Thanks, that cleared things up for me. Just a quick follow-up question:

Does “without running into availability issues” mean that there is no availability loss at all or will there be a short period (e.g. a few seconds) of unavailability while the replicas are shifted to other teams?

There might be few seconds (worst case) to recruit node into roles, or to update shard to TLog mapping. But that will be transparent to users, as it will be taken care of ny automatic transaction retry by the fdb client. Or it could be that the transaction takes a few seconds longer to commit during the reassignment. But clients should not see any failures.

1 Like

The “Minimum number of nodes to allow fault tolerance” is… misleading at best. I worked through one round of corrections to that page with them before, but some pieces were still disputed. FoundationDB didn’t have great public documentation at the time when their article was written (and it could still be much better). They gave a very respectable attempt at consuming and digesting the information that was publicly available, but it would have been nice if they double checked it with us before posting, especially given that we’d already met. :man_shrugging:

RF=5 means that you can tolerate 4 failures in FDB, but only that you can tolerate 2 failures in Raft.
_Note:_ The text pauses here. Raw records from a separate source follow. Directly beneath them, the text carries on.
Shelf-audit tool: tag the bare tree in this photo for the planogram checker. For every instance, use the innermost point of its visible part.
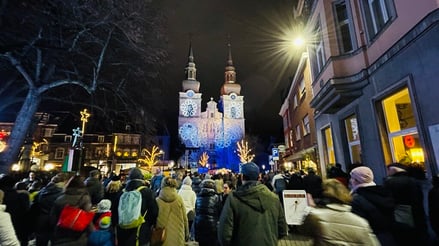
(105, 54)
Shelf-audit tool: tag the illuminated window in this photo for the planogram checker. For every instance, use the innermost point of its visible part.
(297, 132)
(291, 138)
(100, 139)
(295, 104)
(59, 153)
(402, 132)
(328, 146)
(305, 123)
(353, 138)
(302, 89)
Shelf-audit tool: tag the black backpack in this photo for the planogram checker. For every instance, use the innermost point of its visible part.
(280, 185)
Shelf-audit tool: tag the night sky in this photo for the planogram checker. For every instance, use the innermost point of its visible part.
(256, 30)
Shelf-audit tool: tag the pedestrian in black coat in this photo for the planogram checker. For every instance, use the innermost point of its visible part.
(433, 206)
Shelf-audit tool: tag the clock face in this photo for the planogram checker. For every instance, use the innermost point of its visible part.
(188, 108)
(190, 93)
(235, 110)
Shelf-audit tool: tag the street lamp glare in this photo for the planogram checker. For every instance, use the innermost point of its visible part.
(299, 41)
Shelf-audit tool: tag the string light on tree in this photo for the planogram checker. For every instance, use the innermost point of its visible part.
(204, 159)
(244, 152)
(150, 156)
(84, 119)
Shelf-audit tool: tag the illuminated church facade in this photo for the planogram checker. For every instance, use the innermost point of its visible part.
(216, 130)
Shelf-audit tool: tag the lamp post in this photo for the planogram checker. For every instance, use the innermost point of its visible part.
(171, 166)
(162, 153)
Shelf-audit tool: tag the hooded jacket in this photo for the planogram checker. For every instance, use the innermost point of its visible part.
(128, 236)
(252, 215)
(172, 216)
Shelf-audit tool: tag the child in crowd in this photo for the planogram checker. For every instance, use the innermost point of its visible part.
(103, 210)
(103, 236)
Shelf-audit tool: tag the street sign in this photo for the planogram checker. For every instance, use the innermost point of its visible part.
(275, 154)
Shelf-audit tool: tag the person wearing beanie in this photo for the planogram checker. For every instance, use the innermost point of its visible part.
(7, 232)
(128, 236)
(411, 222)
(44, 202)
(331, 222)
(103, 235)
(172, 213)
(207, 211)
(94, 186)
(189, 197)
(103, 210)
(252, 204)
(374, 203)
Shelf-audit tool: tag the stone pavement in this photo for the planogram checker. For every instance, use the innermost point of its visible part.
(295, 239)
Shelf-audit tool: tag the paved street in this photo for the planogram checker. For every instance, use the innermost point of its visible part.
(296, 240)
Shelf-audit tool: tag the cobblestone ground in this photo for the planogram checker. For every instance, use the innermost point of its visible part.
(293, 239)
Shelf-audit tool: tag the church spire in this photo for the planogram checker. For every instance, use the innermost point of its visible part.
(190, 70)
(190, 82)
(230, 85)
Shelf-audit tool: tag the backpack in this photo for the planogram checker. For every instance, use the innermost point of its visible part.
(280, 185)
(129, 209)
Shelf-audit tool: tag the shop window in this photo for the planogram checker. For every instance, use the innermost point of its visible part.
(59, 153)
(305, 123)
(353, 138)
(402, 132)
(328, 148)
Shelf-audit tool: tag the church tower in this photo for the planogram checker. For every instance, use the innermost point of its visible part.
(190, 105)
(216, 130)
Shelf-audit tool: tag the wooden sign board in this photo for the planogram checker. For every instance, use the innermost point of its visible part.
(295, 203)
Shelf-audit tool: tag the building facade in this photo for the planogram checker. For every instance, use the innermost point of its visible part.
(298, 121)
(216, 130)
(374, 82)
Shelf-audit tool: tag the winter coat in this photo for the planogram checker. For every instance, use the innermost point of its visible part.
(433, 204)
(75, 197)
(17, 205)
(189, 197)
(172, 216)
(128, 236)
(156, 182)
(95, 189)
(406, 191)
(335, 224)
(44, 202)
(102, 237)
(252, 215)
(114, 198)
(7, 232)
(196, 181)
(207, 212)
(376, 205)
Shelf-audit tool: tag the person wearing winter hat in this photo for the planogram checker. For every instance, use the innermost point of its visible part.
(103, 210)
(103, 235)
(374, 203)
(189, 197)
(252, 204)
(361, 177)
(128, 236)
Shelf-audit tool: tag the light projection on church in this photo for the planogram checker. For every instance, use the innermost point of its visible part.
(189, 135)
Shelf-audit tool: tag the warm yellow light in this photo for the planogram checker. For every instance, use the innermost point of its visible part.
(49, 166)
(417, 155)
(2, 146)
(15, 167)
(299, 41)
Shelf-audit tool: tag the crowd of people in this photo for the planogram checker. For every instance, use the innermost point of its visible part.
(345, 208)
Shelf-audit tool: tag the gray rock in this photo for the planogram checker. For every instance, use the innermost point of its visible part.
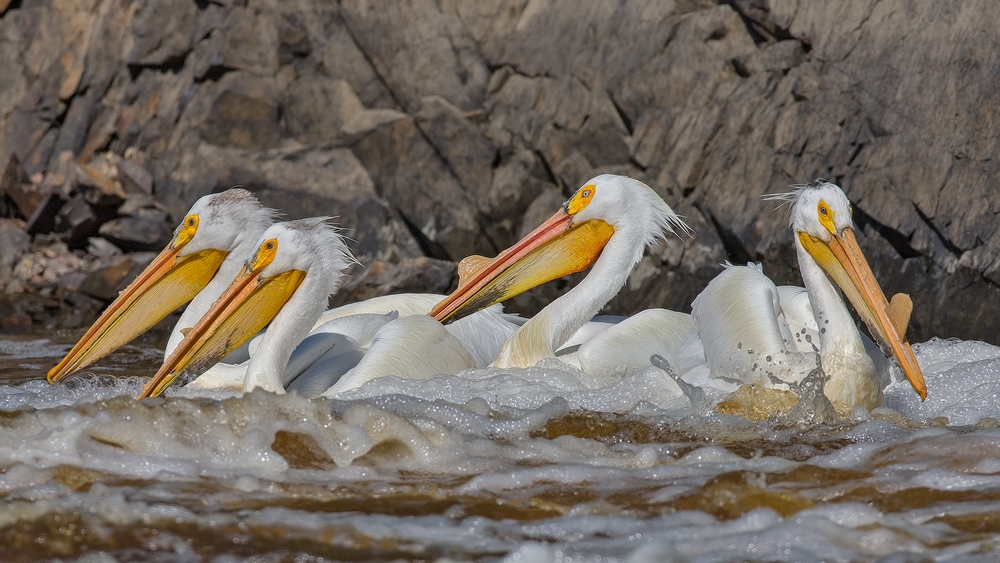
(421, 188)
(430, 128)
(133, 233)
(13, 243)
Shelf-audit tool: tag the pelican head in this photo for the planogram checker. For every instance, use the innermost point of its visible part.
(568, 242)
(212, 228)
(824, 234)
(295, 267)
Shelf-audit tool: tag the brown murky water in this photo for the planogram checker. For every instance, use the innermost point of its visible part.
(492, 466)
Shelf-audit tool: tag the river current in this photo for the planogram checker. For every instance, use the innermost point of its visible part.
(516, 465)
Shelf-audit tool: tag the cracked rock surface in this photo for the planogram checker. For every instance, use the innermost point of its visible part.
(431, 129)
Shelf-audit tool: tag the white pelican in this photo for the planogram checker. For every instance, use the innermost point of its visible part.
(621, 216)
(285, 284)
(206, 251)
(748, 327)
(608, 223)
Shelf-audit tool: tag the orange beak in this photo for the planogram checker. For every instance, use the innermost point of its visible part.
(843, 261)
(556, 248)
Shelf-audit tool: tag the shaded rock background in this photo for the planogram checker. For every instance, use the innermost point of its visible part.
(437, 129)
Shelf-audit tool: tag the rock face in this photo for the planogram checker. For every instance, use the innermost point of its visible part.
(430, 129)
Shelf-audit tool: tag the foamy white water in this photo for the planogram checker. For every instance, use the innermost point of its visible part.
(520, 465)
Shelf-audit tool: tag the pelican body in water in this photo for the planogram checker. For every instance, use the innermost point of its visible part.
(206, 251)
(610, 220)
(606, 224)
(747, 326)
(285, 285)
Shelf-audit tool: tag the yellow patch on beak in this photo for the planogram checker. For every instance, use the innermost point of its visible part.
(244, 308)
(167, 283)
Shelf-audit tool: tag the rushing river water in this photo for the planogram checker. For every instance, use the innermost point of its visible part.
(521, 465)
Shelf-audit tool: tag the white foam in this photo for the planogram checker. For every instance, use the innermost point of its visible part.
(508, 440)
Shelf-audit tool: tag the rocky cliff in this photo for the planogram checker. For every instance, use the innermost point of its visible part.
(437, 129)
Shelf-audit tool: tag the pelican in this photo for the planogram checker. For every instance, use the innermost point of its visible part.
(610, 220)
(286, 282)
(753, 332)
(206, 251)
(607, 223)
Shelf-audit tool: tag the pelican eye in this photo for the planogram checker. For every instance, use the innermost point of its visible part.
(581, 199)
(826, 216)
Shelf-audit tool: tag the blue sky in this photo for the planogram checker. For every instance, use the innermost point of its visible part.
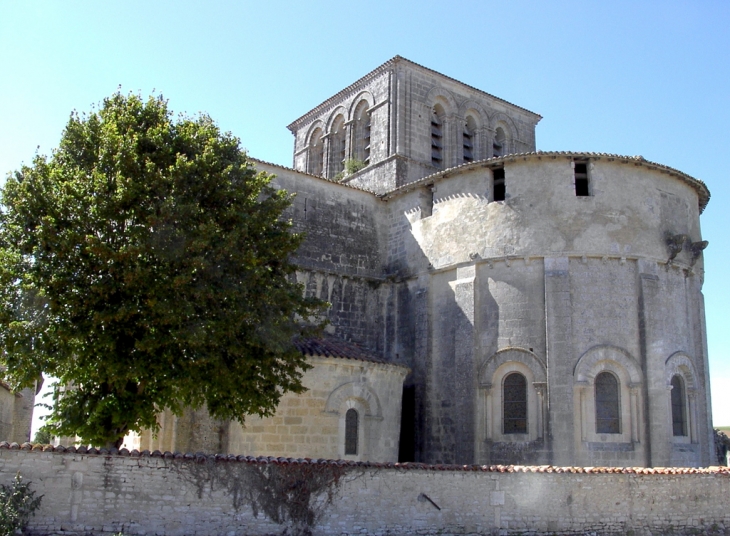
(640, 77)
It’d be far more fair to compare fault tolerance over Replication Factor:

F=1 F=2 F=3
FDB Raft FDB Raft FDB Raft
Replicas 2 3 3 5 4 7

Which is really just comparing F+1 (FDB) vs 2F+1 (Raft). Most folk run with F=2, so that’s triple or 3 replicas in FDB, and RF=5 or 5 replicas in Raft.

That table was also trying to show that some amount of extra nodes are required for FDB to be able to reconfigure in reaction to a failure, which is true. The minimum size for a 3 replica cluster in FDB is 5 nodes, so that if 2 of them fail, there are 3 left to reconfigure to. The minimum size of a Raft-based DB for 2 failures is also 5. This is why their table shows FDB: 5 for RF=3.

However, this is misleading once the size of the cluster increases. FDB requires 3 replicas * number of shards + 2 nodes to survive 2 failures. Raft requires 5 replicas * number of shards nodes to survive 2 failures. As the number of shards approach infinity, that means FDB requires 40% less nodes, whereas their table presents the opposite view.

The tradeoff for this cost savings is that there’s an unavailability window during the reconfiguration step. In chain replicated databases, this was shard unavailability during reconfiguring the chain. In FDB, this is write unavailability to all shards. It requires a failure of a key transaction subsystem component though, which is typically presented as 10% of the cluster, so a 10% chance of a node failure causing a few seconds of unavailability. Raft-based databases will have temporary shard unavailability if a leader fails, so on a large enough cluster, every node failure will cause a shard of data to be unavailable until a new raft leader is re-elected, but that’s only a small fraction of the shards being unavailable.

I personally view the tradeoff as FDB gives you 99.95% availability and you pay for 3 replicas per shard. Raft gives you 99.99% availability and you pay for 5 replicas per shard. Choose the one you wish depending on the financial value of availability for you.